Giant Sand have always existed as a semi-mythical band for me. A rich, unfolding tapestry. An uneasy coalition between a few musicians and a cast of several thousand hangers-on. I remember when I first heard their name -- it was my first meeting with the Lemonheads, more specifically Evan Dando. He showed me the trick of whistling two notes at once; I whistled like a bird gargling. Doubtless, I asked him if his band came fully formed to the world, and doubtless, he owned up to having listened to some music sometime. The name that resonated then was Giant Sand -- a band lost in the middle of an Arizona desert highway, a band who carried the torch of Gram Parsons long before most folk realized there was even a flame that burned. I was impressed by the Lemonheads. I was in love with Dando's wastrel, tormented-rich-kid voice, but the name of Giant Sand hovered over everything he sang. It was like that scene in Hitchhiker's Guide to the Galaxy, where the computer Deep Throat talks of the computer yet to come, one that it is not even fit to calculate its perimeters... or something.

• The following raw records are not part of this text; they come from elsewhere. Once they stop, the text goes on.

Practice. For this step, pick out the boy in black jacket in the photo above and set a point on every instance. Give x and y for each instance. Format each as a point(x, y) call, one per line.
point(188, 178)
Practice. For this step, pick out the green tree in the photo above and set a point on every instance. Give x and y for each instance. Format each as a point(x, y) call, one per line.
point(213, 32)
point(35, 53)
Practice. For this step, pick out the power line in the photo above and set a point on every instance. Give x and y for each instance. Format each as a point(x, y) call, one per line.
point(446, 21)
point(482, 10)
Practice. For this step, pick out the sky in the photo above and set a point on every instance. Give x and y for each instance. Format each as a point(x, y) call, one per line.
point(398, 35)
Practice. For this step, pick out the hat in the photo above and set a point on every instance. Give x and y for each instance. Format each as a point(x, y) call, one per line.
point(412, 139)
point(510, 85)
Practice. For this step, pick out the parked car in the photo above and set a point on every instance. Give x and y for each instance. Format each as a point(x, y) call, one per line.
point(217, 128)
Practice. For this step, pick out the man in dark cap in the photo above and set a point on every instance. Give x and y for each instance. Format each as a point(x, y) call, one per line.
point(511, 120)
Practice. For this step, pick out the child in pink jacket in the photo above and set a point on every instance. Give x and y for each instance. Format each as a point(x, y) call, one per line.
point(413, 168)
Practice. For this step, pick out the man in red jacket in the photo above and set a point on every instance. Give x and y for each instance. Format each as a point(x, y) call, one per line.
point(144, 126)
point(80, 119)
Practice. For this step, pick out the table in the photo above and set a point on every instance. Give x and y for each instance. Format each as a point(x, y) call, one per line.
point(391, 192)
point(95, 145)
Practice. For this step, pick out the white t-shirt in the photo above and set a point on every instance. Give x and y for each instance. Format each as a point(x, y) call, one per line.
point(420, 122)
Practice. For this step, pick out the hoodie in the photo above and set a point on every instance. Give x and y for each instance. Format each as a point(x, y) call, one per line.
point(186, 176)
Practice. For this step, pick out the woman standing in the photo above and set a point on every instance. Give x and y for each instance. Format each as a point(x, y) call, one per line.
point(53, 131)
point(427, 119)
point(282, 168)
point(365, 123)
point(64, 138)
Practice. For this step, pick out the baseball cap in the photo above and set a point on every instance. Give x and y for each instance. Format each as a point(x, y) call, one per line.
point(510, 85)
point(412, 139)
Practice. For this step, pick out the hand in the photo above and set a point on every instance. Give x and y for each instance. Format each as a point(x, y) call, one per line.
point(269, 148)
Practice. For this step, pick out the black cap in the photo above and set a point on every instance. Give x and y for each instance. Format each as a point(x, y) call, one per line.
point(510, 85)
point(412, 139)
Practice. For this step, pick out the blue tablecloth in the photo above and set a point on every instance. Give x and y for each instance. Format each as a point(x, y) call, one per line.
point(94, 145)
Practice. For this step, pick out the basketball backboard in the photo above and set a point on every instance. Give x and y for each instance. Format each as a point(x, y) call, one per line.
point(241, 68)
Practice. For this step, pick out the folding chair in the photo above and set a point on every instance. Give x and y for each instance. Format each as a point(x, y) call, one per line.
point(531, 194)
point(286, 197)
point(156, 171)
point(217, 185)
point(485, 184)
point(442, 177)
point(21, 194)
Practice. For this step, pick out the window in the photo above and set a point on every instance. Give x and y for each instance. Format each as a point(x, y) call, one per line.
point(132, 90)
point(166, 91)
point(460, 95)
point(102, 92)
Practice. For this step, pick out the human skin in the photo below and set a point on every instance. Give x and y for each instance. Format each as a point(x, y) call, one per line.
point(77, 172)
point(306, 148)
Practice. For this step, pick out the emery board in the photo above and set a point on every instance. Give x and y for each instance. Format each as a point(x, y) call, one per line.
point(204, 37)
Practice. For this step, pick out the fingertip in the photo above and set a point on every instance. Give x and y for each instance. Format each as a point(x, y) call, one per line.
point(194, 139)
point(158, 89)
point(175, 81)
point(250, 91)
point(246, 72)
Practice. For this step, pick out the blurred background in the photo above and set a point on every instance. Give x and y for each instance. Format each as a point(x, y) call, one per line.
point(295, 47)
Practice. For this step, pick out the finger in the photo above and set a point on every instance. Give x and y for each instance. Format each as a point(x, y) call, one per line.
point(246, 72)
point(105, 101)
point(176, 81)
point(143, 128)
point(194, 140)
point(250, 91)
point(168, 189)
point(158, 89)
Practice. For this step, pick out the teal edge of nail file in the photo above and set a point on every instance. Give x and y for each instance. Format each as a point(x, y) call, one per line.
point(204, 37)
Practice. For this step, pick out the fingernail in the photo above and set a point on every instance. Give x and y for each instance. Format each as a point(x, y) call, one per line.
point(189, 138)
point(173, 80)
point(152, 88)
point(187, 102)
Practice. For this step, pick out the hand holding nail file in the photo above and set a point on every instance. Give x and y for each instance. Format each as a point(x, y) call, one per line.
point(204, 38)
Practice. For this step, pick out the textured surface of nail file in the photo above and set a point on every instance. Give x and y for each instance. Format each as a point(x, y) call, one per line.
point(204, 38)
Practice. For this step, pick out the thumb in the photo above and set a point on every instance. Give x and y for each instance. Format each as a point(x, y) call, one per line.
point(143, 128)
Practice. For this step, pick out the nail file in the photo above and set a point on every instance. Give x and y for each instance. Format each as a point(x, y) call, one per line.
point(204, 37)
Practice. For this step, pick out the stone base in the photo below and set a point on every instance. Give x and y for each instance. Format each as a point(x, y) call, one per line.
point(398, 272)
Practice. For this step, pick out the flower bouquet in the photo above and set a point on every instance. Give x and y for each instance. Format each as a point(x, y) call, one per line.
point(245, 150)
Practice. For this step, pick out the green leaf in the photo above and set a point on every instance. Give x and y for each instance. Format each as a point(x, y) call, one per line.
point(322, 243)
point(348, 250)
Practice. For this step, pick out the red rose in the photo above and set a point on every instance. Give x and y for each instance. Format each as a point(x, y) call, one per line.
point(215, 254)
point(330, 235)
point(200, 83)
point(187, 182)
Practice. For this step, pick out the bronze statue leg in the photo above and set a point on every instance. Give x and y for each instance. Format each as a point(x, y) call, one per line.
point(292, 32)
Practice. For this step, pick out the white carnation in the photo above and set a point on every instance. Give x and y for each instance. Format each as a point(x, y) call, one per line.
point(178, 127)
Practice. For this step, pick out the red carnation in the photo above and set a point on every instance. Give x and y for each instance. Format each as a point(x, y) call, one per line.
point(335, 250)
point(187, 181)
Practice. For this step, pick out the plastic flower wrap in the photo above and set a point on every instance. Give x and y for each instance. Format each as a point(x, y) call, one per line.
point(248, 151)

I can't remember when I actually heard Giant Sand. They kinda crept up on me, like a fungoid growth -- a fungoid growth radiating soul and pedal steel guitars and a voice ravaged by the passing of time. Gradually, they seeped into my consciousness. There was a 1994 album, Glum, which made me feel anything but. There was a conversation I had with my ex-Melody Maker editor, in which he waxed lyrical about Howe Gelb's emotional floodwaters -- and he's a man who knows his tortured Midwestern artists, believe me. There was that incredible collaboration with Lisa Germano, OP8, which spawned one of 1997's finest albums, Slush... and a handful of live dates that gently rocked my foundations.

This isn't all Gelb does, though. A couple of years ago, while reviewing his solo album Hisser in The Stranger, I came up with one of those equations, much-loved by lazy music critics who once studied math at college. "If Lambchop + Pavement + solo Lou Barlow + solo Evan Dando + Palace + Whiskeytown + a slew of lesser pretenders = Hisser," I said, "then why are all the above rated higher than Gelb?" I realize that by pulling in such a heady, unwieldy equation I was resorting to hyperbole, but all I was attempting to convey was a certain measure of soul -- and a debt that most of those musicians owe to Giant Sand, which is rarely acknowledged in print. I wanted to point out that Gelb has a soulful integrity to what he does; there is a real heart and poignancy in the middle of all the maverick musical mischief and despair.

Whatever. All I know is that I have their new album, Chore of Enchantment, playing as I type these words, and that it's making me feel at ease with the world outside once more. Especially when Gelb starts sighing lines like "Last night I got wasted/So I could end the day/Old Joe Pena and I sat there well basted/Till the blur bar faded away."

It's not much. But it makes me happy.